Ai microfoni del “Corriere della Sera”, Giulia Ligresti ha commentato così l’accaduto: “Utilizzerò il risarcimento per sostenere i progetti umanitari a favore di donne e bambini in difficoltà di cui da sempre mi occupo, ma sono molto delusa del fatto che il mio patteggiamento sia stato considerato un’ammissione di colpa. Mi trovavo in un luogo infernale dove non sarei sopravvissuta un solo giorno in più. Ero angosciata e disperata e mi era stato fatto chiaramente capire che quella era l’unica strada, l’unico strumento per uscire da lì. La mia volontà non era patteggiare, la mia volontà era far finire quell’incubo”.

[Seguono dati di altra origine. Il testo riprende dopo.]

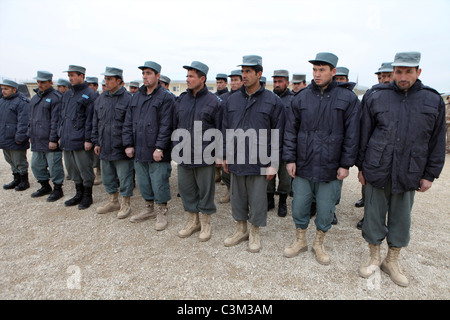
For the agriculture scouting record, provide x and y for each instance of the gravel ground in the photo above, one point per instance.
(49, 251)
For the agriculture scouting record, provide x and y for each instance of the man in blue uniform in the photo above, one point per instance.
(75, 131)
(46, 160)
(402, 150)
(14, 140)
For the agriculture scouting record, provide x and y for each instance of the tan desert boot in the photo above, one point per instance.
(373, 262)
(299, 244)
(125, 208)
(161, 217)
(241, 234)
(205, 231)
(391, 267)
(112, 205)
(192, 226)
(322, 256)
(254, 241)
(147, 213)
(226, 197)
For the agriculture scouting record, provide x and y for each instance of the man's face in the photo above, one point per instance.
(193, 81)
(235, 82)
(341, 79)
(62, 89)
(76, 78)
(165, 85)
(249, 77)
(323, 75)
(8, 91)
(386, 77)
(298, 85)
(44, 85)
(112, 83)
(93, 86)
(133, 90)
(221, 84)
(280, 84)
(150, 78)
(405, 77)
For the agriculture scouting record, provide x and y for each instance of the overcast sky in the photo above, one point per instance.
(50, 35)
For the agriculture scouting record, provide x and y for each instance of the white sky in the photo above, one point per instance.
(50, 35)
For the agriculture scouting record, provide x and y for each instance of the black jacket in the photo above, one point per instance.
(191, 111)
(45, 108)
(322, 131)
(14, 116)
(77, 110)
(149, 124)
(402, 136)
(263, 110)
(109, 117)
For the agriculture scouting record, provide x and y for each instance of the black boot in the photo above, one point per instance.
(56, 193)
(13, 183)
(45, 189)
(86, 201)
(282, 207)
(24, 183)
(78, 196)
(270, 201)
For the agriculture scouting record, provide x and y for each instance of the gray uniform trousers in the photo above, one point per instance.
(48, 165)
(248, 199)
(380, 203)
(197, 188)
(79, 166)
(17, 159)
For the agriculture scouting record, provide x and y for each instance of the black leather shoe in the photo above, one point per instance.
(359, 203)
(359, 224)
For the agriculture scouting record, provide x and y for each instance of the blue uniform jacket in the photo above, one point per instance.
(14, 116)
(77, 110)
(204, 108)
(402, 136)
(45, 108)
(249, 114)
(148, 123)
(107, 126)
(322, 131)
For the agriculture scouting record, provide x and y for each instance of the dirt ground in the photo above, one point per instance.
(48, 251)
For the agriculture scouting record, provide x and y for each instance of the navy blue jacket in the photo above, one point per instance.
(77, 110)
(107, 125)
(247, 114)
(148, 123)
(322, 131)
(14, 115)
(205, 108)
(45, 108)
(402, 136)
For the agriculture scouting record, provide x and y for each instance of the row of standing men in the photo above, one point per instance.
(323, 131)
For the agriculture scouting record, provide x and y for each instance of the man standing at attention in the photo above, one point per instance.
(75, 131)
(46, 159)
(196, 111)
(320, 145)
(251, 159)
(117, 169)
(14, 140)
(146, 136)
(402, 150)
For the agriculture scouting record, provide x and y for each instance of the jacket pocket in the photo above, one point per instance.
(374, 154)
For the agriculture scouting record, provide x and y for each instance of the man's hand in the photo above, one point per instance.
(291, 168)
(424, 185)
(129, 152)
(342, 173)
(87, 146)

GIULIA LIGRESTI: “AVREI SOTTOSCRITTO QUALUNQUE COSA PUR DI FAR FINIRE QUEL MARTIRIO”
Nel prosieguo dell’intervista concessa al “Corriere della Sera”, Giulia Ligresti ha asserito di essersi ritrovata in una situazione che lei stessa ha definito “kafkiana, in cui, pur non avendo commesso nulla, sono stata costretta a cedere per tornare a casa dai miei figli. Ricordo ancora oggi il primo interrogatorio da detenuta: sono stata prelevata dal carcere all’alba, costretta dentro il recinto del furgone blindato fino al tribunale di Torino. Un caldo atroce e il mio panico perché soffro di claustrofobia. Lì mi hanno fatto attendere per un tempo interminabile nelle celle dei sotterranei. Sono arrivata all’interrogatorio priva di qualsiasi forza di combattere e totalmente disperata”.
È stato in quel momento che a Giulia Ligresti è stato detto che la sua detenzione sarebbe potuta durare mesi e mesi e che l’unica strada per uscire era quella del patteggiamento: “Ho provato durante l’interrogatorio a difendermi e a sostenere la mia posizione, ma la violenza verbale è stata tale che non ho avuto altra scelta che accettare passivamente la strada di un accordo con la Procura. Avrei sottoscritto qualunque dichiarazione pur di far finire quel martirio […]. Io sapevo di essere innocente, senza se e senza ma, ed ero annientata dalla condizione della privazione della libertà. Ho deciso di scegliere la ‘vita’, scriva proprio così, facendo prevalere l’istinto materno di stare accanto ai miei figli Ginevra, Federico e Leonardo, che hanno dimostrato una forza straordinaria in quei giorni che non dimenticheremo mai”.